# Find a linear homogeneous equation with given general solution

I need help finding a linear homogenous constant-coefficient differential equation with the given general solution.

y(x)=C1e^x+(C2+C3x+C4x^2)e-x

2. I tried to come with differential equation but this is it
I can 't seem how to begin

I came with taking the fourt derivate of y''''=Ce^-x(C3(x2-8x+12)+C2(x-4)+C+e^2x so Idont know what to do next. help please asap.

is the the differential equation -y''''-y''=0 im not sure

The general solution implies that the characteristic equation has one distinct real root and one repeated real root, it can be factored as (r-1)(r+1)^3

so if its factored can be written as (r-1)r^3

and alternate fom beign r^4-r^3

making the general solution

y''''-y'''=0

is this alright thanks.

Not quite. If you multiply (r-1)(r+1)$^{3}$, you should get
(r-1)(r$^{3}$+3r$^{2}$+3r+1)=r$^{4}$+2r$^{3}$-2r-1

making the differential equation

y''''-2y'''-2y-1=0

is this alright and sorry about my mistake in factoring

The differential equation would be

y$^{(4)}$+2y$^{(3)}$-2y'-y

Remember that r=r$^{1}$ and 1=r$^{0}$

thanks can help solve this problem

I have a problem which in involves a second order differential equations with imaginary roots and I can seem to know how to finish the problem.

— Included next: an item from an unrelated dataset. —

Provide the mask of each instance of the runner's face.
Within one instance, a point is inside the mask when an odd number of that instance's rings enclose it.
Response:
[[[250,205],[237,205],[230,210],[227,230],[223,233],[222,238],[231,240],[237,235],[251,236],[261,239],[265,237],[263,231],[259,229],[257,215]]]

d^2y/dt^2 +15y =cos 4t+2 sin t

this is what I got so far

r^2+15=0 for the homogeneous part

r=+-(√15)

Yh=C1cos√15+C2sin√15

and now the part that follows is to come with a particular solution for

cos 4t+2 sin t

but I don't know how to properlly set up

and thanks for helping me so far

I know that 2 is a constant but can my particular solution be

Yh=Acos4t +Bsin4t

Mark44
Mentor
Problems such as these should be posted in the Homework & Coursework section, not in the technical math sections. I am closing this thread.